En acceptant ces transactions, votre rapport se présente comme une histoire impartiale, faisant avancer consciencieusement la mission de l’État. Mais c’est exactement cela le problème. Il n’y a rien de solennel dans l’étude des crimes impérialistes. L’impérialisme a inventé le passé et a chargé archivistes et historiens de transformer ses crimes en objets d’enquête historique impartiaux. Il utilise même ses victimes pour affirmer qu’aucun crime n’a été commis à leur encontre. Pour résister à ces effacements, on se doit de ne pas être impartial : nous devons en particulier exiger que l’histoire soit écrite par les victimes de ces crimes. Seuls celles qui refusent d’oublier, qui peuvent s’exprimer depuis cette position, sont en mesure de défaire le travail de l’impérialisme et de faire avancer la cause de ce que j’appelle désapprendre l’impérialisme. Aucun historien ne devrait être autorisé à commettre de si graves omissions. Vous ne devriez pas non plus supposer que les victimes des crimes coloniaux et leurs descendants consentent à ces transactions dont le sens était et continue d’être la destruction de leur monde à travers sa diversité.

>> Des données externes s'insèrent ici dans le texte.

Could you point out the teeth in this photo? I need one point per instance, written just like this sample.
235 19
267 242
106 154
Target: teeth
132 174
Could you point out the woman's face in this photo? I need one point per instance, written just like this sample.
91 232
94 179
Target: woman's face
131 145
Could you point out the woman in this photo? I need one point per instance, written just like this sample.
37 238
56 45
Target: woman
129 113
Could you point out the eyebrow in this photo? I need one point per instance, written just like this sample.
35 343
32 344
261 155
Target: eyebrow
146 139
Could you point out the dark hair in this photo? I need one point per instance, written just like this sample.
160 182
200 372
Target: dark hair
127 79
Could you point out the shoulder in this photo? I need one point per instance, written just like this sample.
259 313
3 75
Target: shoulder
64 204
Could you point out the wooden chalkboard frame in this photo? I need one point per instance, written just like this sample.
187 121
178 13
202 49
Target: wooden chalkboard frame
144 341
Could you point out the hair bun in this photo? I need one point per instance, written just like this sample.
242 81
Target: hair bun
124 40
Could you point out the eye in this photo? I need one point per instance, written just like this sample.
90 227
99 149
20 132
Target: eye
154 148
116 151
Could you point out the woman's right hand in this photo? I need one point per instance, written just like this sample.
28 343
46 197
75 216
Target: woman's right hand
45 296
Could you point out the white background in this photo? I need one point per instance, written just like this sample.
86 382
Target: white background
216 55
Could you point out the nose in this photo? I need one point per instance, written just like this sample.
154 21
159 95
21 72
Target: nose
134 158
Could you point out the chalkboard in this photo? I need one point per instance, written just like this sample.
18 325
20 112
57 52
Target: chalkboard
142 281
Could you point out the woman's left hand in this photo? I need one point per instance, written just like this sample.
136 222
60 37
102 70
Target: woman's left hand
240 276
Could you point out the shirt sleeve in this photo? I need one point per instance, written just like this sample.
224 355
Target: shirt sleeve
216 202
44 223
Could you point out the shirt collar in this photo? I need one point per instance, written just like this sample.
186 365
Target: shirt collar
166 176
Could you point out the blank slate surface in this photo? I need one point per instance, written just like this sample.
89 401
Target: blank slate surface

Au lieu de servir ce projet impérialiste, votre rapport aurait pu offrir un tableau intransigeant des crimes français commis contre les Algériens et des crimes coloniaux contre l’humanité. Il aurait pu dresser une cartographie des liens entre ces crimes et les institutions impérialistes – police, prisons, capitalisme racial, archives, musées, citoyenneté, etc. – qui leur ont permis et continuent de faciliter leurs répercussions en France, en particulier à l’égard des Algériens, visés à la fois par l’islamophobie et l’antisémitisme d’État. Si vous aviez répondu à cette invitation, en affirmant votre position de Juif Arabe, victime de la colonisation française de l’Algérie, vous auriez également demandé à cosigner ce rapport avec un Algérien français musulman. Cela aurait permis de dresser un tableau plus complet des crimes impérialistes et de la persistance de leurs effets, ainsi que de révoquer le cinquième exil des Juifs : leur séparation des Arabes et des musulmans dans le nouveau monde qu’ils se sont retrouvés à partager en dehors de leur patrie d’origine, en France.
Avec ces gestes, même un rapport officiel aurait pu fournir à nos descendants des ressources pour poursuivre le travail d’abolition de l’impérialisme. Sans cela, votre rapport ne sert qu’à l’enraciner.